When a solution is submitted, we use axe-core to run an automated audit of your code.

This picks out common accessibility issues like not using semantic HTML and not having proper heading hierarchies, among others.

This automated audit is fairly surface level, so we encourage to you review the project and code in more detail with accessibility best practices in mind.

How does the CSS report work?

When a solution is submitted, we use stylelint to run an automated check on the CSS code.

We've added some of our own linting rules based on recommended best practices. These rules are prefixed with frontend-mentor/ which you'll see at the top of each issue in the report.

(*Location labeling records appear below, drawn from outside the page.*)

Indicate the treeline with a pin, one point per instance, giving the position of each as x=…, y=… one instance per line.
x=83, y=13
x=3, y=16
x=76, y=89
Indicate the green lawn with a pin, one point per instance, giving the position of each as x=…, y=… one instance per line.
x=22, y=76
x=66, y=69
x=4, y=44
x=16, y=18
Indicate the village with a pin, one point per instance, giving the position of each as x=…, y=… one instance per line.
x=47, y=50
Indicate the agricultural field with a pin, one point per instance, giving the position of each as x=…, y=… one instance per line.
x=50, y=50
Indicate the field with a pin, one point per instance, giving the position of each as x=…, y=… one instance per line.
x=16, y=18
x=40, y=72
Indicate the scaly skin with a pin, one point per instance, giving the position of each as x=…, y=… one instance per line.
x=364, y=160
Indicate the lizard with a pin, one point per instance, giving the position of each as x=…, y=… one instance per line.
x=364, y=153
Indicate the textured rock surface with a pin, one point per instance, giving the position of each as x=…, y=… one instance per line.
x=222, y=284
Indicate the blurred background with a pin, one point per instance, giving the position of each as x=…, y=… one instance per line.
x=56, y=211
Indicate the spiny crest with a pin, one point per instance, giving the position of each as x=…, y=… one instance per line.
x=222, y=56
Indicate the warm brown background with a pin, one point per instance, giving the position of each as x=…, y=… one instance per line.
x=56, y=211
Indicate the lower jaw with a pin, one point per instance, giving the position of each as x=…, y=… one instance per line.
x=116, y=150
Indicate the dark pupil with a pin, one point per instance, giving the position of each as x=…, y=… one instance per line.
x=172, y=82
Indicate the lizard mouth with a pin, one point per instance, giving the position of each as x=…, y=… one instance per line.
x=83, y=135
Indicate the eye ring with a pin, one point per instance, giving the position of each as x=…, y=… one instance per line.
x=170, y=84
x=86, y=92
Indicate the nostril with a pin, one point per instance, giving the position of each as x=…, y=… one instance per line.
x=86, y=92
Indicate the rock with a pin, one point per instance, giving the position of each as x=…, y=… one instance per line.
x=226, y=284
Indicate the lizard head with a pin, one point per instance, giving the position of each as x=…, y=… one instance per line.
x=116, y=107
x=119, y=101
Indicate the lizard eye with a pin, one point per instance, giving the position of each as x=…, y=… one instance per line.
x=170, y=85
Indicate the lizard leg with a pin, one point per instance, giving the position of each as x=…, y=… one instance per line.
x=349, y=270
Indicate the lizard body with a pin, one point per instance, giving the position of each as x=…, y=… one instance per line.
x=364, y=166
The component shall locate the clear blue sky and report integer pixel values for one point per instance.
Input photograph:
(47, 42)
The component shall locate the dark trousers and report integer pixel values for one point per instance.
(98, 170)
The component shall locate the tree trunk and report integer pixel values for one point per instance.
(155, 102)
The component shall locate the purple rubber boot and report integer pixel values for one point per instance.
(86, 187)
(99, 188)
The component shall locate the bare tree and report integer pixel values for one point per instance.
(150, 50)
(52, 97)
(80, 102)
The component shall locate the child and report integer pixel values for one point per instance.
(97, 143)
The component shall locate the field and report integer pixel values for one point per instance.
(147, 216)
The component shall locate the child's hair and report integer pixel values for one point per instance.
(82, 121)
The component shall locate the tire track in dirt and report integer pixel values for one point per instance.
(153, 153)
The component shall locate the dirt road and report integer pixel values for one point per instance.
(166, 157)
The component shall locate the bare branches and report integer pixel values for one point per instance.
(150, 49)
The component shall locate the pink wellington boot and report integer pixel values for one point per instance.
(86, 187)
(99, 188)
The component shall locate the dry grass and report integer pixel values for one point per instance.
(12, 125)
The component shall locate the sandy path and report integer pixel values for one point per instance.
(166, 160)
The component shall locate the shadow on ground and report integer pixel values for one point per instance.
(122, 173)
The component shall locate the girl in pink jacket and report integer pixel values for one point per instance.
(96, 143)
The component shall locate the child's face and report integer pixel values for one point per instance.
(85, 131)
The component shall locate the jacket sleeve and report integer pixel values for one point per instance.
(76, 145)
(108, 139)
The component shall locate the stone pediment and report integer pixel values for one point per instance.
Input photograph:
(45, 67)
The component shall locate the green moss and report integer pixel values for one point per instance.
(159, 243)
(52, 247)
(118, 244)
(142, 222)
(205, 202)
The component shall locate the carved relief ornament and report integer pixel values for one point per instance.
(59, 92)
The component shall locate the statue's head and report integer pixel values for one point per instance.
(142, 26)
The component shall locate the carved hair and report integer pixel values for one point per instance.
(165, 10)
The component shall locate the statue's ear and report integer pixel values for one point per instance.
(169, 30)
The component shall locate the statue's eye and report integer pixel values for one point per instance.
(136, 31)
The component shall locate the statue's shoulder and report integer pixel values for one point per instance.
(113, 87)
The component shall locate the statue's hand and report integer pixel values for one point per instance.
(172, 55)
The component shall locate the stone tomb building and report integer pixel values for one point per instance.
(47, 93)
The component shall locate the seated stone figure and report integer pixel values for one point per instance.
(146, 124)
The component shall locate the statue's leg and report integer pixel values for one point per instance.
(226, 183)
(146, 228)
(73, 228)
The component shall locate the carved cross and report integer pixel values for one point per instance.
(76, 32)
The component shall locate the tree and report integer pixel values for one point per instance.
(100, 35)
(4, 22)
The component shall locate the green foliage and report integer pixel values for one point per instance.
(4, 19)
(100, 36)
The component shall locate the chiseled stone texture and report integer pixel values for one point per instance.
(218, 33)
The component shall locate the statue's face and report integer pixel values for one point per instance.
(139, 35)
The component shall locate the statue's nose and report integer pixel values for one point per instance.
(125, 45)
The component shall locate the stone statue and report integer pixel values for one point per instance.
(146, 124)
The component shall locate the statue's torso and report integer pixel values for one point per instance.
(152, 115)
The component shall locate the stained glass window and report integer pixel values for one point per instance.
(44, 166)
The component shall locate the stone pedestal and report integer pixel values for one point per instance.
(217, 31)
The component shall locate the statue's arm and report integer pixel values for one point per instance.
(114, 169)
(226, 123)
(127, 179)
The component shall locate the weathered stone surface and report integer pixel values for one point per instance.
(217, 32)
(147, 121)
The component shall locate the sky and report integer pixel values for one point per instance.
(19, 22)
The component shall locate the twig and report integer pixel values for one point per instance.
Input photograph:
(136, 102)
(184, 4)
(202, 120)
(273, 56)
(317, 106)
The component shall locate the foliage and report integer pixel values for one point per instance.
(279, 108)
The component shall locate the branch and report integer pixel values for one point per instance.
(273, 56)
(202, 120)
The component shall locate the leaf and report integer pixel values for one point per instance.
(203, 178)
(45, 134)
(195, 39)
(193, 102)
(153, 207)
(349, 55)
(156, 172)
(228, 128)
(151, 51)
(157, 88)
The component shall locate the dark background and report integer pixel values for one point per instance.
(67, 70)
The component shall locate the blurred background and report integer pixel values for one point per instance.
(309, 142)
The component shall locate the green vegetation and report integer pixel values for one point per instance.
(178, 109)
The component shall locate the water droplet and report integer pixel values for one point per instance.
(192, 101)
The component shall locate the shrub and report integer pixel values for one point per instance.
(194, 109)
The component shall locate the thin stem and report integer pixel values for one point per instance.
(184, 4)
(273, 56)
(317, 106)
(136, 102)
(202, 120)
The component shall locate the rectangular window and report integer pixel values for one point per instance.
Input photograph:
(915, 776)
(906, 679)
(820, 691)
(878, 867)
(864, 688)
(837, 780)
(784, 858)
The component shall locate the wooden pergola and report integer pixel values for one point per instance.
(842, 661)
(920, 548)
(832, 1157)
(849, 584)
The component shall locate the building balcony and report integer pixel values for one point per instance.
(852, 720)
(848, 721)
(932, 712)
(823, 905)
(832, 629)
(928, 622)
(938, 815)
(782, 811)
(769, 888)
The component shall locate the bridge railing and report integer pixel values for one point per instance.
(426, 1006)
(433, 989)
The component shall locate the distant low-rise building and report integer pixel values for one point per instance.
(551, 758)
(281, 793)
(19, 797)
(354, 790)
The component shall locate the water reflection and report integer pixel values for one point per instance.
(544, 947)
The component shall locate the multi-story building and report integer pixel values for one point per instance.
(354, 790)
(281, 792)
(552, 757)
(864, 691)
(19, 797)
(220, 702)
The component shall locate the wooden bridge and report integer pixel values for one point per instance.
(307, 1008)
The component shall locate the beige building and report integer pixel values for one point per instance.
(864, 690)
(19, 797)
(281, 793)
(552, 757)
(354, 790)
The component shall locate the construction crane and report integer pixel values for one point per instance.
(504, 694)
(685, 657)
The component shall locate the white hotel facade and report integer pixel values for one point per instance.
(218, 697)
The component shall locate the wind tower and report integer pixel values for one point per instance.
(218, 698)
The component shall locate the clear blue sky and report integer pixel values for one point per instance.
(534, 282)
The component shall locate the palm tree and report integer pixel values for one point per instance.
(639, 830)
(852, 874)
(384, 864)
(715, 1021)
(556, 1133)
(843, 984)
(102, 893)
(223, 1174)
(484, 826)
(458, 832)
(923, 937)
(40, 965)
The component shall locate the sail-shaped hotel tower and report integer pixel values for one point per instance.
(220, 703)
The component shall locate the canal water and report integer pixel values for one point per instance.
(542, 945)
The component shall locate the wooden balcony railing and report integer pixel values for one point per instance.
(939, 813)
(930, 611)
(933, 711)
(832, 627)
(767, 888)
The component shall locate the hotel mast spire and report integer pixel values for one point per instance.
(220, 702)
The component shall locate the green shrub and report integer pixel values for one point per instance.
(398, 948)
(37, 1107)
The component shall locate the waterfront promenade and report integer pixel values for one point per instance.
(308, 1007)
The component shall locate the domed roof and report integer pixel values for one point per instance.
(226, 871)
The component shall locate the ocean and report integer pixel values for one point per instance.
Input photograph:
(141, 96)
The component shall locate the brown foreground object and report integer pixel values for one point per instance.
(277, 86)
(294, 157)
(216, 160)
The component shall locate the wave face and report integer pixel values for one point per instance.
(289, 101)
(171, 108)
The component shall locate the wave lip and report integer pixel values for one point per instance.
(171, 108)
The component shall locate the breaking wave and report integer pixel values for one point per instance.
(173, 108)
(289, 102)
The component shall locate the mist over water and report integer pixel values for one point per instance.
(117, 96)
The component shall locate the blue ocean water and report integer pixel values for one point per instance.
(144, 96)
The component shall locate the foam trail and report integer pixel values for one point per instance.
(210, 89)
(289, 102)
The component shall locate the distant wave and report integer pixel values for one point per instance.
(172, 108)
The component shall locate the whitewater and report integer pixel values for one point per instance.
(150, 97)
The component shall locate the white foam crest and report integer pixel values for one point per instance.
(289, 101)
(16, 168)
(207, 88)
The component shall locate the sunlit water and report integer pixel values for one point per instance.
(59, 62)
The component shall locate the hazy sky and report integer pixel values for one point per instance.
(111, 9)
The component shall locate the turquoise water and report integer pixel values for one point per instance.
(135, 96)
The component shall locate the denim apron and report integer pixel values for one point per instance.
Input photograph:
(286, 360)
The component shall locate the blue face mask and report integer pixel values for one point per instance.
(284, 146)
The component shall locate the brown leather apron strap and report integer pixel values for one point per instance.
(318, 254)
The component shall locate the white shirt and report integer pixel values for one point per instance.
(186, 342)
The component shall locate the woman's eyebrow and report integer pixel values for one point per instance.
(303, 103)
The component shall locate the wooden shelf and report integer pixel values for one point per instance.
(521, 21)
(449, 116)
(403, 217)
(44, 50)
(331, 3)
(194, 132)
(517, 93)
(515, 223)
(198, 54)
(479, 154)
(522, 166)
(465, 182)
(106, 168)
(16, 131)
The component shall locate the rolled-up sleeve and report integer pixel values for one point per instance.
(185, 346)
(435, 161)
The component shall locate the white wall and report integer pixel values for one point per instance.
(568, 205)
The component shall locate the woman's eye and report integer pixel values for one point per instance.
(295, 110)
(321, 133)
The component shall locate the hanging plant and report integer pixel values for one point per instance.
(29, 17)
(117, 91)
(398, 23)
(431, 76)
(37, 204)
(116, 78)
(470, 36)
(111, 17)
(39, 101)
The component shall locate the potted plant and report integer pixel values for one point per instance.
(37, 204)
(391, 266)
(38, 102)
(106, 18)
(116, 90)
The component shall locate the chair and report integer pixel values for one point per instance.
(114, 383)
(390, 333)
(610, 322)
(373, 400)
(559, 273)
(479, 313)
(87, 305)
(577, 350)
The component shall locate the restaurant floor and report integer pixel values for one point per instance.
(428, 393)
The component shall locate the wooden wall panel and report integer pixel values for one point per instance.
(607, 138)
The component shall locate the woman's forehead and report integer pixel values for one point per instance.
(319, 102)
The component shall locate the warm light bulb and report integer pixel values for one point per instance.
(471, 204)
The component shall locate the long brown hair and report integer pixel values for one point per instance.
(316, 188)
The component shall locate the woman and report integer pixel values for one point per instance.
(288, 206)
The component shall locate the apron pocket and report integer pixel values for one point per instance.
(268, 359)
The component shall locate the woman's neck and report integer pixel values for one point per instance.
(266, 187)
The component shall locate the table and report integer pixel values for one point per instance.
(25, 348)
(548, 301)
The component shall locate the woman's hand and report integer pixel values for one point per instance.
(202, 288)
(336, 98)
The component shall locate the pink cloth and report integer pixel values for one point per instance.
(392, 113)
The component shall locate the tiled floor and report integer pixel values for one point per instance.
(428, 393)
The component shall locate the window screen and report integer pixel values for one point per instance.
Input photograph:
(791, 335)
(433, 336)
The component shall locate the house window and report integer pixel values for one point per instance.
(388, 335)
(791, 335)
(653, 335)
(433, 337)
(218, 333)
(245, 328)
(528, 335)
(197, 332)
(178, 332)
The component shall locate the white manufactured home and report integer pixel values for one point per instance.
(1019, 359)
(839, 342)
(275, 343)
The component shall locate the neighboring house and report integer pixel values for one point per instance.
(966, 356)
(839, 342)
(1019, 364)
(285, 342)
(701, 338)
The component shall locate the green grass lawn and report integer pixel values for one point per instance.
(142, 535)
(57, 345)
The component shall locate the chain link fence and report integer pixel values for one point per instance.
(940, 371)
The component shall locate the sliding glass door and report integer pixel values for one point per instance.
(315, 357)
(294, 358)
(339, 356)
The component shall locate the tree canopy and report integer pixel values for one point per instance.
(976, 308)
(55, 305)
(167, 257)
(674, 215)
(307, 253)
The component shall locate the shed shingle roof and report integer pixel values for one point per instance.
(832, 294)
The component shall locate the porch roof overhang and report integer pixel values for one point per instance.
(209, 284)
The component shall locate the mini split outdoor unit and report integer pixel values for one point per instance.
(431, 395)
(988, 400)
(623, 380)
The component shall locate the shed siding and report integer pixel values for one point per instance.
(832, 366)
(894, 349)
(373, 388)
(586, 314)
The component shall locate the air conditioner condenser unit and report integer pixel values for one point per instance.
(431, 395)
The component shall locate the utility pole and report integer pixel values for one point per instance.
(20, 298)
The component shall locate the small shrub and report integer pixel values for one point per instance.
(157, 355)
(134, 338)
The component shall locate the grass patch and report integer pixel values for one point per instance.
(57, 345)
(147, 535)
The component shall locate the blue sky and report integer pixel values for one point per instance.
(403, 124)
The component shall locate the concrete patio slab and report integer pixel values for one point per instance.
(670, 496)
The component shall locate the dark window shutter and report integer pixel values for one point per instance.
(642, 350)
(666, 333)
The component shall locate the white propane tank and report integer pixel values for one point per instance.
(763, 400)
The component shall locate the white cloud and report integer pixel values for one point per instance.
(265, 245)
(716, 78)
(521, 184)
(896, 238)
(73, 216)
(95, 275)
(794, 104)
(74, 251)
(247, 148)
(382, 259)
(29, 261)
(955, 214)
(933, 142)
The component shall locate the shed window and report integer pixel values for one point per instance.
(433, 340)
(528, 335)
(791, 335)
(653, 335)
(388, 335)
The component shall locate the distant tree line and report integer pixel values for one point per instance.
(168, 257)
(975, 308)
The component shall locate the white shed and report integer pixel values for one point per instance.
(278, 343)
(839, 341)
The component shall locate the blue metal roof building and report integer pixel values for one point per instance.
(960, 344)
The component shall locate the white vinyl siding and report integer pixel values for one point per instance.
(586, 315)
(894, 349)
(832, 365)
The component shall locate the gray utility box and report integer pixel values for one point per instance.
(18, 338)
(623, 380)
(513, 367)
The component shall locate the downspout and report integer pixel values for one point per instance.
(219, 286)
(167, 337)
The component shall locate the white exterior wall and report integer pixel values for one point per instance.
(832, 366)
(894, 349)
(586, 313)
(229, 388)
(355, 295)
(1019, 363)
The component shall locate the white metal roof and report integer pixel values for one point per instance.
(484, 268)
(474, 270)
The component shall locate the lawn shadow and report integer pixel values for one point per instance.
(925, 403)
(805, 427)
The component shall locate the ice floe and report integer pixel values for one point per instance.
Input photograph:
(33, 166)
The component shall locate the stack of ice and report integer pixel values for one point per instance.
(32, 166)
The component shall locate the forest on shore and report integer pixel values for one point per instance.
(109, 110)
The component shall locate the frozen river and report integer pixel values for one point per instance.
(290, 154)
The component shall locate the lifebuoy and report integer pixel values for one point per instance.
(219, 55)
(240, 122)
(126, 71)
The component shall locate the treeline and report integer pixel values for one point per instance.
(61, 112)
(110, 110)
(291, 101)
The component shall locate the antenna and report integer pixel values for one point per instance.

The report will audit all CSS, SCSS and Less files in your repository.

How does the HTML validation report work?

When a solution is submitted, we use html-validate to run an automated check on the HTML code.

The report picks out common HTML issues such as not using headings within section elements and incorrect nesting of elements, among others.

Note that the report can pick up “invalid” attributes, which some frameworks automatically add to the HTML. These attributes are crucial for how the frameworks function, although they’re technically not valid HTML. As such, some projects can show up with many HTML validation errors, which are benign and are a necessary part of the framework.

How does the JavaScript validation report work?

When a solution is submitted, we use eslint to run an automated check on the JavaScript code.

The report picks out common JavaScript issues such as not using semicolons and using var instead of let or const, among others.

The report will audit all JS and JSX files in your repository. We currently do not support Typescript or other frontend frameworks.